Metabolite-Investigator: An integrated userfriendly workflow for metabolomics multi-study analysis.

Bioinformatics 2020 Nov 16. Epub 2020 Nov 16.

Institute for Medical Informatics, Statistics and Epidemiology, Leipzig University, Leipzig, Germany.

Motivation: Many diseases have a metabolic background, which is increasingly investigated due to improved measurement techniques allowing high-throughput assessment of metabolic features in several body fluids. Integrating data from multiple cohorts is of high importance to obtain robust and reproducible results. However, considerable variability across studies due to differences in sampling, measurement techniques and study populations needs to be accounted for.

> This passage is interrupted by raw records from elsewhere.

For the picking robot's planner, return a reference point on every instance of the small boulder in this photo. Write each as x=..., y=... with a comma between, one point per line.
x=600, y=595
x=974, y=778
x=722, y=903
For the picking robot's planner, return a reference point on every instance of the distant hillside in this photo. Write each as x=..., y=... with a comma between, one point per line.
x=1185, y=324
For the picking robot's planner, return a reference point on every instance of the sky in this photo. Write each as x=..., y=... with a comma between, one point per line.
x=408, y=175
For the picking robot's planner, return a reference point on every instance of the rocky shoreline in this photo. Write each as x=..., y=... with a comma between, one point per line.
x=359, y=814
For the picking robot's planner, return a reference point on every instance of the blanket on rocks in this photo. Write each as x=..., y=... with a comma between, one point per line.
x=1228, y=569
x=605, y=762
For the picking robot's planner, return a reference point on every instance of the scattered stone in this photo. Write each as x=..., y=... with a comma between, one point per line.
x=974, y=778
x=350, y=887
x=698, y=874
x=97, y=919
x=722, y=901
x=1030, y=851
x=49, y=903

Results: We present Metabolite-Investigator, a scalable analysis workflow for quantitative metabolomics data from multiple studies. Our tool supports all aspects of data pre-processing including data integration, cleaning, transformation, batch analysis as well as multiple analysis methods including uni- and multivariable factor-metabolite associations, network analysis and factor prioritization in one or more cohorts. Moreover, it allows identifying critical interactions between cohorts and factors affecting metabolite levels and inferring a common covariate model, all via a graphical user interface.

Availability: We constructed Metabolite-Investigator as a free and open web-tool and stand-alone Shiny-app. It is hosted at https://apps.health-atlas.de/metabolite-investigator/, the source code is freely available at https://github.com/cfbeuchel/Metabolite-Investigator.

Supplementary Information: Supplementary data are available at Bioinformatics online.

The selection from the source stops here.